Maine Senator Olympia Snowe, among a dying breed of moderate Republicans in Congress, announced this week that she will not seek re-election in the fall. Our sister paper, the Boston Phoenix, has an insightful editorial on her departure and that of a pol who couldn't seem more different, Massachusetts Congressman Barney Frank. An excerpt is below. The whole thing is worth reading.
Maine Republican senator Olympia Snowe and Massachusetts Democratic congressman Barney Frank are studies in contrast.
The most obvious difference is, of course, party affiliation.
Then
there is their manner. Snowe: cool, calm, soigné. Frank, on the other
hand: excitable, passionate, and sporting a wardrobe that would be the
envy of a mid-level Teamsters official.
Snowe
is the soul of gentility, as at ease with a local barber or a working
mother as she might be with an ambassador or a head of state.
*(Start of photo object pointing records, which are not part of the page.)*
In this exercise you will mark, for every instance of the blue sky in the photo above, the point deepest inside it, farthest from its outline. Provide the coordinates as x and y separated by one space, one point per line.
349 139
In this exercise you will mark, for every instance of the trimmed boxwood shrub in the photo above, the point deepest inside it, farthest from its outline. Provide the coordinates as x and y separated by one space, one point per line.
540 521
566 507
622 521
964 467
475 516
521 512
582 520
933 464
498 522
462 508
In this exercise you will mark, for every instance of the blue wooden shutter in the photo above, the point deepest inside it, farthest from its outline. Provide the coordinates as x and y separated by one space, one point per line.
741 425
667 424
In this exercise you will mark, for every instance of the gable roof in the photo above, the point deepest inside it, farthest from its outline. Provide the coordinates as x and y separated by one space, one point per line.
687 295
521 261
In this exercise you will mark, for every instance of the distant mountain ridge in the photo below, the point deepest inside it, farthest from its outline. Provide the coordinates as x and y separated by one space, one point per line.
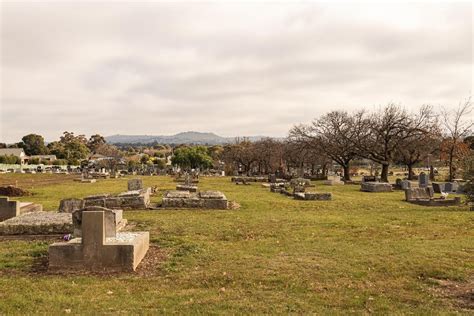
197 138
Frank sometimes gives the impression that he's not even at ease with himself, and he certainly doesn't suffer fools gladly.
Frank
is whip smart and has probably forgotten more than he knows. Snowe is
more deliberate; she strives for wisdom — an almost unrecognizable
virtue in the Gomorrah of today's Washington.
But
for all of their differences, the senator and the congressman share a
common bond: they have a deep and abiding love for public service. Over
the course of their long careers, they have served their nation, their
constituents, and their parties with all the imagination and energy they
could muster.
And now both Snowe
and Frank are calling it quits. Both shocked the political world with
surprise announcements — Frank this past November and Snowe just this
week.
Snowe and Frank chose
different words to explain their withdrawals, but, when one cuts through
the rhetoric, their reasoning was essentially the same: Washington is
too corrupt, too partisan, and too brain-dead for an individual to make a
difference.
A few days before Snowe announced her decision not to seek re-election, National Journal,
one of the nation's most respected and thoughtful political magazines,
published a long reported essay by John Aloysius Farrell. (Farrell also
happens to have published the definitive biography of the late Speaker
of the House Tip O'Neill.) Titled "Divided We Stand," Farrell's story
sounds the death knell — at least for the immediate future — for
individual political initiative. Smart political mavericks of conscience
are creatures of the past. Original thinking is dead. All that really
matters is what the gangs within the political tribes demand.